Eccolo riassunto per sommi capi: per dire di sì a un intervento militare servono una capacità di fuoco schiacciante e un consenso molto largo nell’opinione pubblica. Oltreché, naturalmente, un interesse nazionale chiaramente messo in pericolo.

Cosa accadde quindi, quando Powell, nella sua veste di primo segretario di Stato afroamericano, sostenne con entusiasmo mediatico l’intervento in Iraq tanto da arrivare al famigerato discorso alle Nazioni Unite del febbraio 2003 a sostegno dell’intervento contro l’Iraq di Saddam Hussein, accusato di aver, agitando una fialetta di antrace finta, performance che anni dopo avrebbe definito come «una macchia nei suoi lunghi anni di servizio».

Ciò non voleva dire che Powell non fosse d’accordo con una robusta difesa della democrazia a livello internazionale: ma che la base dei volenterosi scelta dal presidente Bush non fosse affatto sufficiente a sostenere quello che si annunciava come uno sforzo bellico ingente.

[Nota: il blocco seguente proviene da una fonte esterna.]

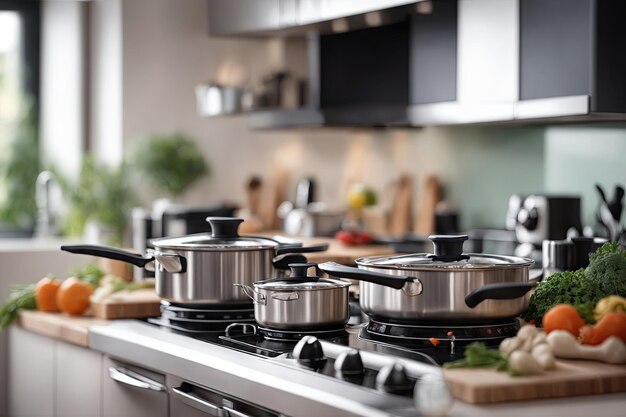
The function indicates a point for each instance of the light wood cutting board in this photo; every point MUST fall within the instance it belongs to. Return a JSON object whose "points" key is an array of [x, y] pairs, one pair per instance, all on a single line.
{"points": [[128, 305], [570, 378]]}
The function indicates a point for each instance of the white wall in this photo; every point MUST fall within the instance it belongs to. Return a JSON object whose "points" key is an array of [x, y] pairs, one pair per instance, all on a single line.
{"points": [[105, 70], [62, 93]]}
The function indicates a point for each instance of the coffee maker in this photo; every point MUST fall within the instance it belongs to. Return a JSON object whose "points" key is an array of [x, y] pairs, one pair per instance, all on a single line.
{"points": [[539, 217]]}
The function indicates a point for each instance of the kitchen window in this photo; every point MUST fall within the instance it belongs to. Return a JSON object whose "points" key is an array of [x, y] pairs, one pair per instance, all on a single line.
{"points": [[19, 93]]}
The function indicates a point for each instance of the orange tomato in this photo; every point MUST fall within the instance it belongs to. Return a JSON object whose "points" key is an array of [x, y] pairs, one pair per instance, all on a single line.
{"points": [[563, 317], [612, 324], [73, 296], [46, 294]]}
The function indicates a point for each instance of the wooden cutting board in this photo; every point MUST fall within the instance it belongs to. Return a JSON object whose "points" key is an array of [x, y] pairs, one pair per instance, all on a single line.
{"points": [[128, 305], [570, 378]]}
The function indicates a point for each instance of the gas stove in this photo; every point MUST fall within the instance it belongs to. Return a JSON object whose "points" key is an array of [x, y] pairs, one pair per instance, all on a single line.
{"points": [[372, 368]]}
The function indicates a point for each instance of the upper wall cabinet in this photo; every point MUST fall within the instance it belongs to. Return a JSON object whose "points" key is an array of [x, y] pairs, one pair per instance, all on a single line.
{"points": [[572, 58], [265, 17]]}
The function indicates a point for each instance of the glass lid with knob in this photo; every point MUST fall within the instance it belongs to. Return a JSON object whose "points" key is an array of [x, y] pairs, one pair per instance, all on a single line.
{"points": [[224, 235], [447, 254]]}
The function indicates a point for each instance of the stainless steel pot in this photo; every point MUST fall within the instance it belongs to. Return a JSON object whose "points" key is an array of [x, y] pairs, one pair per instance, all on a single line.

La sua critica, contrariamente a quanto si disse, fu sul dopoguerra e sugli sforzi di ricostruzione visti come «improvvisati» e assolutamente non adeguati alla costituzione di una società civile irachena che portasse al progresso della nazione. Lo affermò anche in occasione del suo primo endorsement a Barack Obama durante un’intervista alla Cnn: «Ho fatto tutto il possibile per evitare la guerra, ma quando si è trattato di decidere, ho sostenuto il presidente Bush. E non ho mai avuto esitazioni su questo, nemmeno in seguito».

Forse anche per questo suo essere cauto e refrattario alle improvvisazioni da uomo forte che decise sempre di non candidarsi alla presidenza degli Stati Uniti, nemmeno nel 2000 quando sembrava che il suo profilo di generale politico fosse l’ideale per superare il clintonismo della Terza Via trionfante. 

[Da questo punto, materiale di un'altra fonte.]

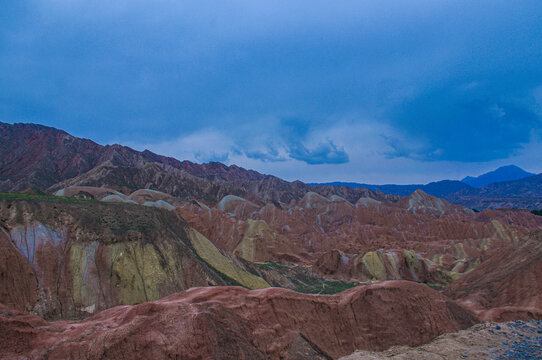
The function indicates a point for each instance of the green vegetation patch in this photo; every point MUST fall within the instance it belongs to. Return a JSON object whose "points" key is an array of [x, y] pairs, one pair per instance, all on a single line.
{"points": [[323, 287]]}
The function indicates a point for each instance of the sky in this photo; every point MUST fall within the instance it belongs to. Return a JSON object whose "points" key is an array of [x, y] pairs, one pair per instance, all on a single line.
{"points": [[365, 91]]}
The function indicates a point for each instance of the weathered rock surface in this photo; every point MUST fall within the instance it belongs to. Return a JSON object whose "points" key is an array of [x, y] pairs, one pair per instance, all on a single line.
{"points": [[235, 323], [419, 238], [71, 258], [506, 286], [510, 340]]}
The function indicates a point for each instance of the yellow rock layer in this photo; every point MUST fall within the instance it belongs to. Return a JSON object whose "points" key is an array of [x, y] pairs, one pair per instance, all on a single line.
{"points": [[208, 252], [374, 265]]}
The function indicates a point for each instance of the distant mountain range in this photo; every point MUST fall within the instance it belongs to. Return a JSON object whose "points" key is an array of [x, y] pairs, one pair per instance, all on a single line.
{"points": [[506, 187], [504, 173], [36, 157]]}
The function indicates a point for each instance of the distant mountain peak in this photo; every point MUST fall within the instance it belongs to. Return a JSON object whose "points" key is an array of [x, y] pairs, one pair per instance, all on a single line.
{"points": [[504, 173]]}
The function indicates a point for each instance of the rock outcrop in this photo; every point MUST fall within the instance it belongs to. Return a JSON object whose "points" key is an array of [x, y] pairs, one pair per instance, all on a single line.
{"points": [[235, 323], [507, 285], [71, 258]]}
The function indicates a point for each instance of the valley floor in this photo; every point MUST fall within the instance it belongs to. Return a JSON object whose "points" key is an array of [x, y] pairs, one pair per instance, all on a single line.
{"points": [[499, 341]]}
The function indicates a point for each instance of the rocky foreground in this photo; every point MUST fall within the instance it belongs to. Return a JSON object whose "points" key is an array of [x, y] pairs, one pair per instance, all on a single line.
{"points": [[110, 253], [235, 323], [500, 341]]}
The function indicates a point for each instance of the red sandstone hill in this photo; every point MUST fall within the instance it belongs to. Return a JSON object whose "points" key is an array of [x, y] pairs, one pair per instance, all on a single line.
{"points": [[234, 323], [44, 158], [506, 286]]}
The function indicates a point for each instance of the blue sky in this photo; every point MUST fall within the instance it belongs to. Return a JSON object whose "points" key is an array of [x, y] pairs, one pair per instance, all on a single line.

Non stupisce, quindi, la sua totale ostilità alla presidenza di Trump, che rappresenta tutto il contrario della sua parabola politica: faziosità, improvvisazione e disprezzo delle procedure.

Nella narrazione facilona di Fox News e di altri media trumpiani Powell negli ultimi anni ormai era diventato «un democratico». Se il partito repubblicano però vorrà tornare a essere un’entità politica che ha a cuore gli interessi americani più del presidente deposto di Mar-a-Lago, dovrà recuperare questi principi di integrità e di studio dei problemi, contro il dilettantismo trumpiano prevalente.